BIOMECHANICAL STUDY ON CADAVER KNEE FOR THE EVALUATION OF CRUCIATE KNEE LIGAMENT RECONSTRUCTIONS

  • Nicola Hagemeister
  • L'Hocine Yahia
  • N. Duval
  • W. Krudwig
  • U. Witzel
  • J. A. de Guise
Keywords: cruciate ligaments, reconstruction, kinematics, ligament deformation, three-dimensional analysis

Abstract

INTRODUCTION: Ruptures of the anterior and posterior cruciate knee ligament (ACL and PCL), alone or combined, are some of the most frequent joint injuries, especially in sports.
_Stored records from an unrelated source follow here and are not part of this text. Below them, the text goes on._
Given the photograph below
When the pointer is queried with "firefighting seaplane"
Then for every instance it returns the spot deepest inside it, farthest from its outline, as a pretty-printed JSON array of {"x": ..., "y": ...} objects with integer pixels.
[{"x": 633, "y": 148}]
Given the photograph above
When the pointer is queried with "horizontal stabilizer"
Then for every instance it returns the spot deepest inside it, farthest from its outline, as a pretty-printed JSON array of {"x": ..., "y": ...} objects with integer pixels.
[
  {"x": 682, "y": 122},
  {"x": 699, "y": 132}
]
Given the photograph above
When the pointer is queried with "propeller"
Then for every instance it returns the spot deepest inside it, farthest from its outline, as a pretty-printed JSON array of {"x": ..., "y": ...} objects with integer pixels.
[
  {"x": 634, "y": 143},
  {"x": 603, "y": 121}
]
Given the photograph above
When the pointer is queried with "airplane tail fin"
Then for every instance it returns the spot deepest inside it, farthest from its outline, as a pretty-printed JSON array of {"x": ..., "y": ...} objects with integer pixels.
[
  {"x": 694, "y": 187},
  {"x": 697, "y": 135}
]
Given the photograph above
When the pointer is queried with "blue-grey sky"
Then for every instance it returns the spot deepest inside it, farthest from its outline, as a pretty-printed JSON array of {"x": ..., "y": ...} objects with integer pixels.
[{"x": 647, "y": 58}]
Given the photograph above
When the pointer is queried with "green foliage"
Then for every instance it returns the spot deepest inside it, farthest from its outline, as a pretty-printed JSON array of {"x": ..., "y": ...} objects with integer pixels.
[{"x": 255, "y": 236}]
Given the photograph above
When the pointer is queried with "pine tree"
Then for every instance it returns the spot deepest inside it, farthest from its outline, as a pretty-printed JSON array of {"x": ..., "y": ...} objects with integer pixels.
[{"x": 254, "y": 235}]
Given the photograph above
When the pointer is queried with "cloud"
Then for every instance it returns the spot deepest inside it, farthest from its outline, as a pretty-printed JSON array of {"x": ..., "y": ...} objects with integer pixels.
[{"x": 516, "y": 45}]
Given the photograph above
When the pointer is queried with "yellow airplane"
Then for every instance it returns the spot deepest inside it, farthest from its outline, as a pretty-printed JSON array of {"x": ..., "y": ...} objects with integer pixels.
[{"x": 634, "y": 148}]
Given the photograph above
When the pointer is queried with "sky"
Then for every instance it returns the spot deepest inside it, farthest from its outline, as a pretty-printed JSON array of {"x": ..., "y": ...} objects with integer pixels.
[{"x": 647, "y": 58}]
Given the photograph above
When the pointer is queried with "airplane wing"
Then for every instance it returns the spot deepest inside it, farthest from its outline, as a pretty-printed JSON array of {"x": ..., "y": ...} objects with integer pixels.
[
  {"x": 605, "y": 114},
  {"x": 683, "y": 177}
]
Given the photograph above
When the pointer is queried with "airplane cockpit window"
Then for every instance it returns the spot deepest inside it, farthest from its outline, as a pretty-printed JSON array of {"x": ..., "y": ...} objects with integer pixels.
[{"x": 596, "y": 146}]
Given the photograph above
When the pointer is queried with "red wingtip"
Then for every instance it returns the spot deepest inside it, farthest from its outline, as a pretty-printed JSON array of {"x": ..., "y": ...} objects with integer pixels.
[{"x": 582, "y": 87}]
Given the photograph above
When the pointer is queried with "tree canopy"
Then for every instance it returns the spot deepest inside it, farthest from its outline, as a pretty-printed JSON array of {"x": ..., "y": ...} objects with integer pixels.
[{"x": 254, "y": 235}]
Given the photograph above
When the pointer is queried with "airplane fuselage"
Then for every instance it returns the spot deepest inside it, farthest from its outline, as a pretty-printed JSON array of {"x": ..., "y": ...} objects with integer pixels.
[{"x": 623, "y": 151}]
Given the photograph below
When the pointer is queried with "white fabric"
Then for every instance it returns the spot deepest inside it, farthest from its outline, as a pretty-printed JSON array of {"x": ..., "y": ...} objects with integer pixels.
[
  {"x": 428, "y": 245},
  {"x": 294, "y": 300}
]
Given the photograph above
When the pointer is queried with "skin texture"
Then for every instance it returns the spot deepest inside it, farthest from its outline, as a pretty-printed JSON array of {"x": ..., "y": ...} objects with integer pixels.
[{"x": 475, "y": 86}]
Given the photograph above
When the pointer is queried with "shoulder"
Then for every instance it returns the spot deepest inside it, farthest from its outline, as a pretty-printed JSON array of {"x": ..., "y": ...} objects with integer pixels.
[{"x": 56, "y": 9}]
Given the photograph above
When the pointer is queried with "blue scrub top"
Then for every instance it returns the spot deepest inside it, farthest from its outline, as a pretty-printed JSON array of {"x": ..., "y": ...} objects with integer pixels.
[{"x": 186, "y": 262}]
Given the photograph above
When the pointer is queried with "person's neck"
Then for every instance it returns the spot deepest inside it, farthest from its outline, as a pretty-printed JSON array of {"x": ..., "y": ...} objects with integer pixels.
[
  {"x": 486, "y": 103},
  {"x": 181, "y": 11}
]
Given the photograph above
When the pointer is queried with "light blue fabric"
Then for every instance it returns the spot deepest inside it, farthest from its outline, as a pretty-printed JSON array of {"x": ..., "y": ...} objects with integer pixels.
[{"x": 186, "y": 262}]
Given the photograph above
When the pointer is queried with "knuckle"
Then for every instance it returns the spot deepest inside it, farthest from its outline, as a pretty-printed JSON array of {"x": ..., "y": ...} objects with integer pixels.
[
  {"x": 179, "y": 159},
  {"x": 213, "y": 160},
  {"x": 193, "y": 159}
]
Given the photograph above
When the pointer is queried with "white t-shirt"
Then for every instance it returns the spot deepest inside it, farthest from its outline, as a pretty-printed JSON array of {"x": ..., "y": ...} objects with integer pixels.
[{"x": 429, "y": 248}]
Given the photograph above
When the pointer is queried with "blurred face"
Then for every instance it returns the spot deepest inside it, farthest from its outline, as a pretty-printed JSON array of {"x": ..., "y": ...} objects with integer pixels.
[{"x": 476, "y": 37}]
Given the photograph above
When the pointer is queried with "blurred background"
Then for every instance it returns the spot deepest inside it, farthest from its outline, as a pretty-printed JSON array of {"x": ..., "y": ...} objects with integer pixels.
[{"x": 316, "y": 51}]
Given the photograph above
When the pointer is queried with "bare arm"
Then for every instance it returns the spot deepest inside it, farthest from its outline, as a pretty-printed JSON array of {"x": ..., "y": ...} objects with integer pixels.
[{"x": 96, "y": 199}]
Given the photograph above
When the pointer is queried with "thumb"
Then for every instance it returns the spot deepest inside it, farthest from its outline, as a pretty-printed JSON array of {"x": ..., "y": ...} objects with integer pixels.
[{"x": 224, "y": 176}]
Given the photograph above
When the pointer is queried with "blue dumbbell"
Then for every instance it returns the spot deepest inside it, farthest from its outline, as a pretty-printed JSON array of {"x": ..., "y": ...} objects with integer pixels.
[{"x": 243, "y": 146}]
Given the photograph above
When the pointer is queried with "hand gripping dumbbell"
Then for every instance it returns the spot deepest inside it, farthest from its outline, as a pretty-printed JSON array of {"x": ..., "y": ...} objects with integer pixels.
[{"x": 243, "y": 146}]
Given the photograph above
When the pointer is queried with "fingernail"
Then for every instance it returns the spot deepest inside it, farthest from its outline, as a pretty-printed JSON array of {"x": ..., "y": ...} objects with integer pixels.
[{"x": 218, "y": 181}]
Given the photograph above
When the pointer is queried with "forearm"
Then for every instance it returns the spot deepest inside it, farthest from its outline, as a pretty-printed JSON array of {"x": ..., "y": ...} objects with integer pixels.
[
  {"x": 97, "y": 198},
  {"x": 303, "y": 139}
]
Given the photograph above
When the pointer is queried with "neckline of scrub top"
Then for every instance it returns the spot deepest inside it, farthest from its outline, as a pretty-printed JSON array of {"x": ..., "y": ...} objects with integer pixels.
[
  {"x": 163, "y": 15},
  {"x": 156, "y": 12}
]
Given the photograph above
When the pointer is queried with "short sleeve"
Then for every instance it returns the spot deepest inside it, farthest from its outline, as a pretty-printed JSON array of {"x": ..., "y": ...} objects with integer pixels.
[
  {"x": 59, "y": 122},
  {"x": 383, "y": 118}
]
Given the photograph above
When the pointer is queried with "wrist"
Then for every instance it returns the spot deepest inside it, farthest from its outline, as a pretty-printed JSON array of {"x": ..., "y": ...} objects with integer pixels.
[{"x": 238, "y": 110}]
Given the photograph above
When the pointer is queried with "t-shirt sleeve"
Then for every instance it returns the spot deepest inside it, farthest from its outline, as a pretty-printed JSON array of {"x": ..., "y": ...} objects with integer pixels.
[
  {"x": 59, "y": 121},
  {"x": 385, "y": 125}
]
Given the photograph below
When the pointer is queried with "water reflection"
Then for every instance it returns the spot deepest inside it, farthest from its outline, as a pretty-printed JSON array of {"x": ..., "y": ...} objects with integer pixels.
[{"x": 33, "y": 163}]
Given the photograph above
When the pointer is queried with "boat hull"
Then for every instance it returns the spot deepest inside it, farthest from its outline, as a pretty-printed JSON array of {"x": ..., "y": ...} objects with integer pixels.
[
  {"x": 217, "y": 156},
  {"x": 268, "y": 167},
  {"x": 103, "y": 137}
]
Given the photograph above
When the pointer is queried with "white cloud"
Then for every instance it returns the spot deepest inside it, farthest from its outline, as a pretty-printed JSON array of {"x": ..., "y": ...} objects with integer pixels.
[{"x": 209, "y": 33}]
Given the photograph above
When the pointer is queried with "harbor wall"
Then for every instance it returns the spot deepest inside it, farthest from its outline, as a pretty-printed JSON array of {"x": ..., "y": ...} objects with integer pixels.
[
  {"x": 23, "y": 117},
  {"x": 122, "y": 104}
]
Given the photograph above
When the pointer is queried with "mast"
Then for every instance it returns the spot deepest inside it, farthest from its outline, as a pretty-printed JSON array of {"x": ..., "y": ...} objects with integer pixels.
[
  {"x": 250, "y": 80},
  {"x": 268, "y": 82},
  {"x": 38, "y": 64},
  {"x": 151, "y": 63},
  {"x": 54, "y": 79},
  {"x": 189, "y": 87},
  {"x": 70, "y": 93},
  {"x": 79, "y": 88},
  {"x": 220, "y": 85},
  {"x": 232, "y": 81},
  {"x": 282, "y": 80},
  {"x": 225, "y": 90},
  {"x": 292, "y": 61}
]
The long-term unsatisfactory results and lack of systematic evaluation of surgical reconstructions have led us to undergo an evaluation on cadaver knees. MATERIAL AND METHOD: A preliminary study was performed on one cadaver knee. The femur was fixed on a holder and magnetic sensors “BirdsTM” were attached to the tibia and the femur, which tracked the knee’s movement. A threedimensional knee analyzer GENI(1) was used to calculate kinematic parameters (tibial internal and external rotation and ab/adduction), as well as ligament combined deformation (elongation / bending / torsion) during knee flexion. This experiment was performed on an intact knee and a knee where the PCL has been cut and reconstructed using a synthetic Trevia ligament. Finally the knee was dissected to produce a combined postero-lateral instability and reconstructed with and without postero-lateral corner reconstruction. The effect of different reconstruction methods on kinematics and ligament deformation were compared. RESULTS AND DISCUSSION: Kinematic parameters changed significantly when PCl and postero-lateral corner were dissected. The reconstruction of the PCL alone, using an “Over-the-Bottom” method described by Krudwig(2), shifted the curves back to the initial situation and decreased the variability of the movement. Ligament deformation was 3 mm elongation, 50o femoral flexion and 90o torsion. These values are in accordance with material properties and should lead to good long-term biofunctionnality. CONCLUSION: This study proposes an in vitro protocol for a better understanding of the clinical success or failure of different procedures. Preliminary results showed that the system and the protocol setup are sensitive to changes in kinematics following posterior cruciate ligament dissection and reconstruction. Experiments are performed at this time on several cadaver knees, in order to compare different reconstruction methods. REFERENCES: Sati, M. et al. (1997). Computer Assisted Knee Surgery: Diagnostics and Planning of Knee Surgery. Computer Aided Surgery 2, 108-123. Krudwig, W. (1997). In L'H. Yahia (Ed.), Ligaments and Ligamentoplasties. Heidelberg: Springer Verlag.